Learn

Navigate through learn topics

DevOps & CI/CD

Understanding DevOps culture, continuous integration, delivery and modern development practices

Last updated: 8/15/2025

Master the practices, tools and culture that bridge development and operations, enabling teams to deliver software faster and more reliably.

What is DevOps?

The Core Philosophy

Breaking down silos between Dev and Ops

DevOps isn't just tools - it's a cultural shift that brings development and operations teams together to deliver value faster and more reliably.

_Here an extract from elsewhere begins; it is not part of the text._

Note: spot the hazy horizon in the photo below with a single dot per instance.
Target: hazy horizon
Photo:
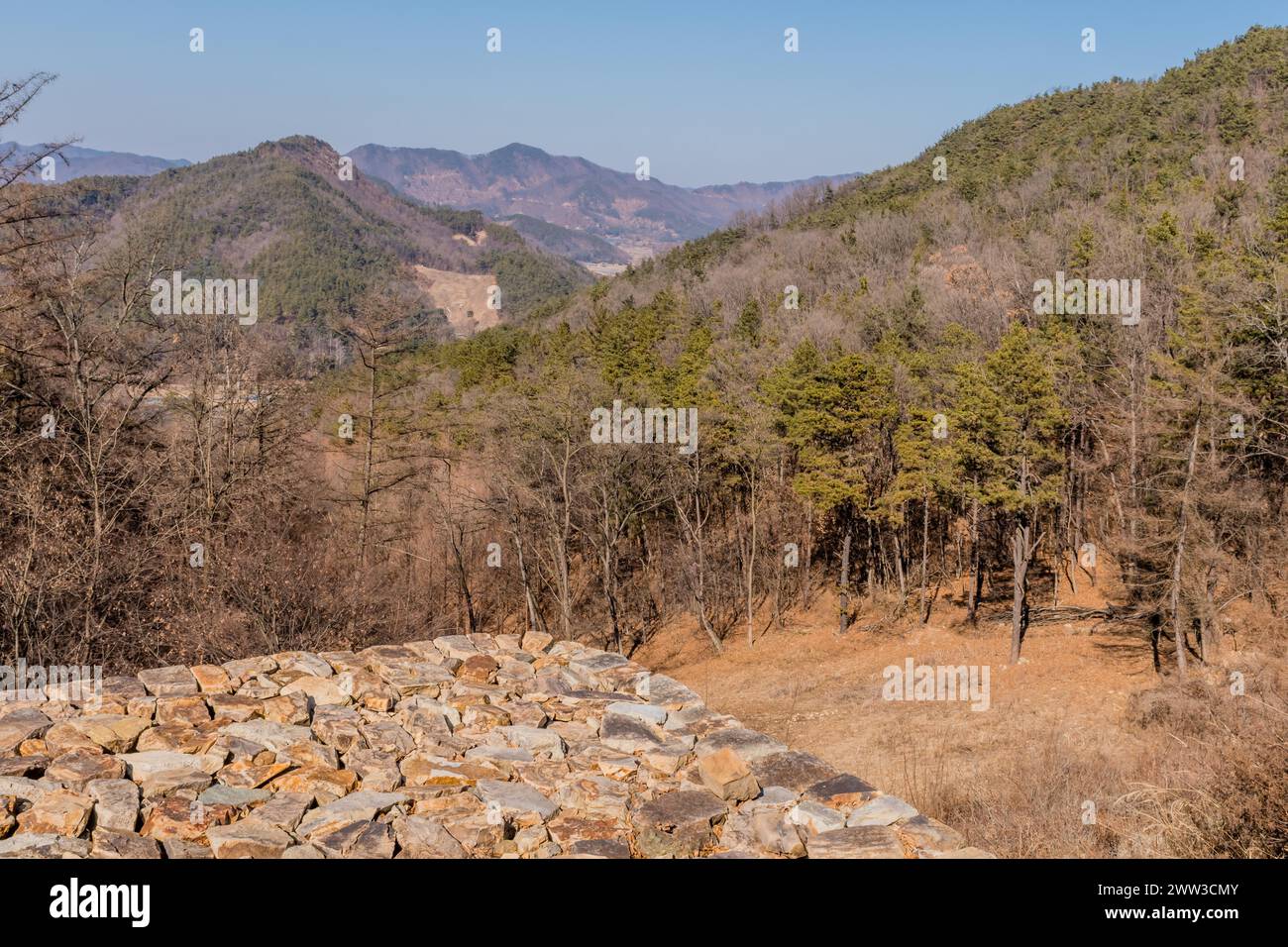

Real-world analogy: Traditional IT is like a relay race where developers hand off code to operations. DevOps is like a football team where everyone works together towards the same goal, with shared responsibility for success.

The Three Ways of DevOps

1. Flow (Left to Right)
   Dev → Test → Deploy → Monitor
   Fast flow of work from development to production

2. Feedback (Right to Left)
   Monitor → Alert → Fix → Improve
   Fast feedback from production to development

3. Continuous Learning
   Experiment → Learn → Share → Improve
   Culture of experimentation and learning

CI/CD Pipeline

Continuous Integration (CI)

Merge code frequently, test automatically

CI is about integrating code changes frequently and detecting problems early.

# Example CI Pipeline
name: Continuous Integration
on: [push, pull_request]

jobs:
  test:
    steps:
      - Checkout code
      - Install dependencies
      - Run linting
      - Run unit tests
      - Run integration tests
      - Generate coverage report
      - Build application
      - Upload artifacts

Continuous Delivery (CD)

Always ready to deploy

Code is always in a deployable state, but deployment is a manual decision.

Code → Build → Test → Stage → [Manual Approval] → Production

Continuous Deployment

Automatic deployment to production

Every change that passes tests goes to production automatically.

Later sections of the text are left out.